Enquanto escrevo esta resenha, penso na expressão que o jornalista Arthur Dapieve usa para comentar o livro na contracapa como um bom ponto de partida. Para ele o livro seria um “relicário de vidas imaginárias”. De fato, talvez aquilo que mais chame a atenção ao longo da leitura, e que permanece depois que o livro termina, seja uma impressão de extremo cuidado do escritor com a elaboração das diferentes personagens.

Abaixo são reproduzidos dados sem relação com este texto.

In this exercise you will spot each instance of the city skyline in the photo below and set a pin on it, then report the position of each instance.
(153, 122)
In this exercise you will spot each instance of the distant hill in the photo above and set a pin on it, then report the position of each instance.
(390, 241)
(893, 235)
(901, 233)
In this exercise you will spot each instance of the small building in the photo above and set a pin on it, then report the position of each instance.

São várias, por exemplo, as personagens femininas que ocupam o centro de alguns dos melhores contos, que passam a impressão de terem histórias complexas para além das poucas páginas em que aparecem. O estilo de Baldi parece ganhar força principalmente nos textos um pouco mais longos, nos quais é possível elaborar e relacionar as subjetividades das diferentes personagens, estabelecer as suas maneiras peculiares de pensar, viver e falar. Ou também em contos em que há uma sutil experimentação com o modo da escrita que interfere na maneira como as histórias são contadas.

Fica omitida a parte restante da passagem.